The Carmichaels had a long battle to get the ruling they needed. First a local tribunal ruled in their favour, but the DWP appealed, and won. The High Court then refused them permission to bring a judicial review, and the Appeal Court upheld the High Court’s decision. Finally, they reached the Supreme Court, which ruled in their favour in Novermber 2016, agreeing that the tax breached their human rights as set out in the Human Rights Act.

But now, the DWP is dragging the Carmichaels back to court, in an attempt to block any further similar challenges. The DWP is claiming that a first-tier tribunal (such as the tribunal which first found in the Carmichaels favour) can identify that a particular case has breached someone’s human rights, but does not have the power to make a ruling based on that. It’s a tiny loophole which DWP Secretary Esther McVey is trying desperately to squeeze through, to ensure that nobody else can win a case on that basis. The Carmichaels, needless to say, are horrified:

We thought it was all over when we left the Supreme Court. The lawyers seemed to think so as well. We feel like the nightmare has returned to haunt us.

And even if the DWP loses, there’s still a great deal of uncertainty. The Tories have said repeatedly that they want to scrap the Human Rights Act and although those plans have been put on hold because of Brexit, the idea of replacing it with a much-watered-down ‘British Bill of Rights’ is still a long-term aim.
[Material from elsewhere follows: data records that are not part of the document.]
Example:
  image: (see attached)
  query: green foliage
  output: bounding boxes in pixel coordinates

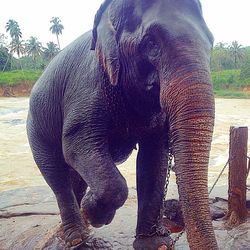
[0,33,8,47]
[211,69,250,99]
[11,56,46,70]
[214,89,250,99]
[211,41,246,71]
[5,20,22,41]
[211,43,234,71]
[1,18,250,99]
[5,20,24,58]
[240,49,250,81]
[1,18,61,72]
[25,37,43,61]
[212,70,241,88]
[0,70,42,85]
[229,41,244,68]
[0,46,11,71]
[43,42,60,61]
[50,17,64,49]
[50,17,64,35]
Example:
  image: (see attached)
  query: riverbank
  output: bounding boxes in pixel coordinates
[0,70,39,97]
[0,83,33,97]
[1,82,250,98]
[0,70,250,98]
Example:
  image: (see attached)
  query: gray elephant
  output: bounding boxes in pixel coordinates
[27,0,218,249]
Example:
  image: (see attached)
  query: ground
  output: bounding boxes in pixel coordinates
[0,186,250,250]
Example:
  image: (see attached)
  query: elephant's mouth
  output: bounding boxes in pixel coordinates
[146,81,158,91]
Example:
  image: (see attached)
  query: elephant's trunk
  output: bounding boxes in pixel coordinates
[161,66,218,249]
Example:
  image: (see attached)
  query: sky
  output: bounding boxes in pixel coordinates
[0,0,249,49]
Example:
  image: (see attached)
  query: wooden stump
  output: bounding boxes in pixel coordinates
[225,126,248,227]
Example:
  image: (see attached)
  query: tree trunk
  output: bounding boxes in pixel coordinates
[225,126,248,227]
[56,34,61,50]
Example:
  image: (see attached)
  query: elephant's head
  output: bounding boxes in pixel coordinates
[92,0,217,249]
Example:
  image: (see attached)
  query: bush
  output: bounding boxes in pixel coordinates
[240,60,250,80]
[0,46,11,71]
[0,70,42,85]
[211,69,241,89]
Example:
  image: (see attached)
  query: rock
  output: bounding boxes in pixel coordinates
[0,186,250,249]
[0,186,136,249]
[163,198,227,230]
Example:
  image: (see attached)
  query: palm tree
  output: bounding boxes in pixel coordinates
[5,20,23,70]
[10,39,25,58]
[25,36,43,68]
[0,46,11,71]
[43,41,60,61]
[0,33,8,47]
[49,17,64,50]
[5,19,22,41]
[229,41,244,68]
[214,42,227,50]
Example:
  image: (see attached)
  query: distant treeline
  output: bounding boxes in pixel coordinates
[1,18,250,97]
[211,41,250,80]
[0,18,63,71]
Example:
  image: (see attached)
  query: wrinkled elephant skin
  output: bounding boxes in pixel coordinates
[27,0,218,249]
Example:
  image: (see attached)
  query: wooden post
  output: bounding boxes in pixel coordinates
[225,126,248,227]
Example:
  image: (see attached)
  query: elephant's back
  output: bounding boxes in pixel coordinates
[31,30,94,95]
[28,31,96,141]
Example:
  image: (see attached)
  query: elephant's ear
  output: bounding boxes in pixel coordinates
[91,0,120,86]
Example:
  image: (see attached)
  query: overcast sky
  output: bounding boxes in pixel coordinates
[0,0,249,48]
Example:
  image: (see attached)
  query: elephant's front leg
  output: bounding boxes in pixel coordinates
[64,141,129,229]
[134,135,172,250]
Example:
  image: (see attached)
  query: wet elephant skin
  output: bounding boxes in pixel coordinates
[27,0,218,249]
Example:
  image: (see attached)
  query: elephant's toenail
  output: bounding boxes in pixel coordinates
[71,238,83,246]
[158,245,168,250]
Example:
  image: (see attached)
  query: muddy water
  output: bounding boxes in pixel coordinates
[0,97,249,192]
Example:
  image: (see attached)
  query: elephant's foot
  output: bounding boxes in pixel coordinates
[69,236,113,249]
[63,222,90,248]
[80,191,116,227]
[133,235,173,250]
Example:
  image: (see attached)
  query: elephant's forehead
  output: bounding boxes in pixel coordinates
[140,0,201,13]
[137,0,210,45]
[141,2,200,31]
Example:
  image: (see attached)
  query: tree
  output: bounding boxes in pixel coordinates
[229,41,244,68]
[0,46,10,71]
[10,38,25,58]
[5,19,22,41]
[25,36,43,68]
[49,17,64,50]
[5,20,24,70]
[43,41,60,61]
[211,43,233,71]
[0,33,8,47]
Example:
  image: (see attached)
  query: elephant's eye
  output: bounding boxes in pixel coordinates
[140,35,161,59]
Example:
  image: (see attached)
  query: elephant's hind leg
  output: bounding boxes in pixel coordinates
[27,133,89,247]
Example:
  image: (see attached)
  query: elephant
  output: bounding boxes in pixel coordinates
[27,0,218,249]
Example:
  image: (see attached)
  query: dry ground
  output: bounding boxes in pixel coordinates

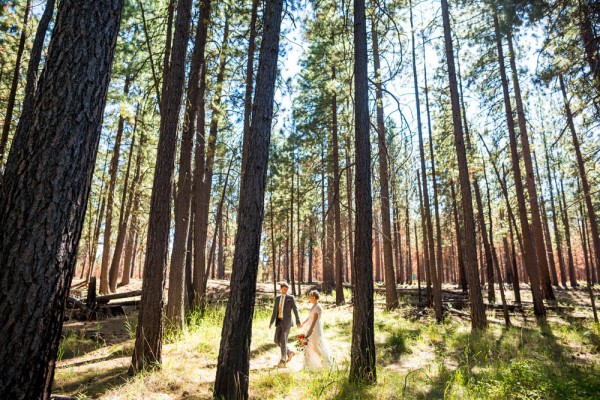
[53,281,600,399]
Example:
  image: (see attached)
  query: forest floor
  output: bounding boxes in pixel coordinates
[53,280,600,399]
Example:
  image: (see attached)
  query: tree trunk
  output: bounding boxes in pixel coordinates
[101,75,131,293]
[130,0,193,373]
[88,192,107,281]
[184,214,194,310]
[332,65,345,305]
[494,253,511,326]
[371,14,397,308]
[110,113,140,289]
[392,185,404,284]
[121,140,144,289]
[283,214,291,282]
[451,181,468,293]
[374,213,382,282]
[0,0,31,168]
[406,188,413,285]
[205,159,232,287]
[478,232,485,287]
[218,198,225,280]
[415,221,422,302]
[321,142,327,287]
[493,9,545,316]
[308,220,313,284]
[484,165,503,303]
[270,193,277,295]
[167,0,210,327]
[349,0,376,385]
[290,161,296,295]
[506,208,522,304]
[558,175,578,287]
[474,180,495,303]
[542,129,568,287]
[493,165,523,304]
[506,27,555,301]
[345,138,354,284]
[534,149,559,286]
[586,209,598,284]
[322,138,335,293]
[327,159,335,288]
[579,202,599,322]
[411,0,440,320]
[9,0,56,158]
[191,0,212,307]
[441,0,487,328]
[559,75,600,286]
[213,1,283,396]
[297,174,303,293]
[417,170,432,305]
[0,1,123,397]
[459,53,496,302]
[277,241,282,282]
[423,33,444,291]
[121,186,140,288]
[196,13,230,308]
[83,72,112,276]
[240,0,260,177]
[503,236,513,284]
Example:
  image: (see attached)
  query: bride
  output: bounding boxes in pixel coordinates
[300,290,332,369]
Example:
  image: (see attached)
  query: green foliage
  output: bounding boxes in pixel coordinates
[383,329,408,359]
[57,332,105,362]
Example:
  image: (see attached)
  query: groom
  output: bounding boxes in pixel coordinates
[269,281,301,367]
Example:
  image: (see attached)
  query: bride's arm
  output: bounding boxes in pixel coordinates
[307,311,319,337]
[300,315,310,327]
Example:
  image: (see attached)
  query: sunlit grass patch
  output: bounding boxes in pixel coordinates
[107,341,134,358]
[53,364,130,399]
[381,329,408,361]
[58,332,105,361]
[253,369,296,398]
[438,321,600,399]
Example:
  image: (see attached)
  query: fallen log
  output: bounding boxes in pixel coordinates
[66,297,97,321]
[66,296,91,312]
[105,300,140,307]
[444,305,505,325]
[95,290,142,304]
[485,303,522,312]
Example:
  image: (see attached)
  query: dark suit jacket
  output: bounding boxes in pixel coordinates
[270,294,300,328]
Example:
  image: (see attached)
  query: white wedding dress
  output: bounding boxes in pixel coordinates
[303,303,332,370]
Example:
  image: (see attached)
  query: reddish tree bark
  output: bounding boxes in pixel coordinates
[441,0,487,328]
[349,0,376,384]
[130,0,193,372]
[0,1,123,397]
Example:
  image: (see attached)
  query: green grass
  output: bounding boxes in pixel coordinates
[53,299,600,399]
[57,332,105,361]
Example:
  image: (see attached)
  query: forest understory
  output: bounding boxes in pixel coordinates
[53,279,600,400]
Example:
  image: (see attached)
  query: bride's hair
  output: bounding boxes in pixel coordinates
[308,290,320,300]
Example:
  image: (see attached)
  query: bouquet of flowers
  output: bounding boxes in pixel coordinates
[295,334,308,352]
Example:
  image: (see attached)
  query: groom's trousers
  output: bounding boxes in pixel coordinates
[274,321,292,362]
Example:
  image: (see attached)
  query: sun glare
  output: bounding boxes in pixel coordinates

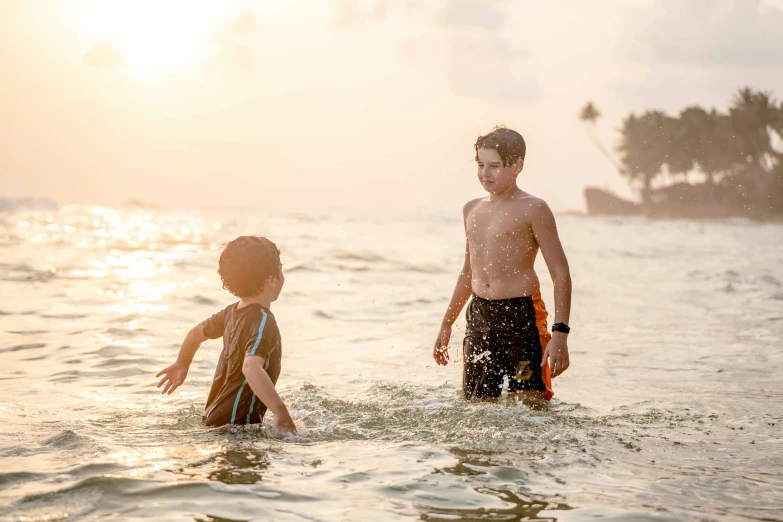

Meanwhile, the DWP is dragging people through the courts to ensure that nobody else can successfully make a claim based on their human rights. It is pure vindictiveness: the potential savings have been overestimated and there is evidence that it may even cost more, as people are forced to move from housing association property into private rented accommodation. 

What has not been overestimated, however, is the utter misery the tax is causing to people already struggling to get by. That the government would go to court to block a legal avenue for people with disabilities to live dignified lives, says everything you need to know about this vicious government.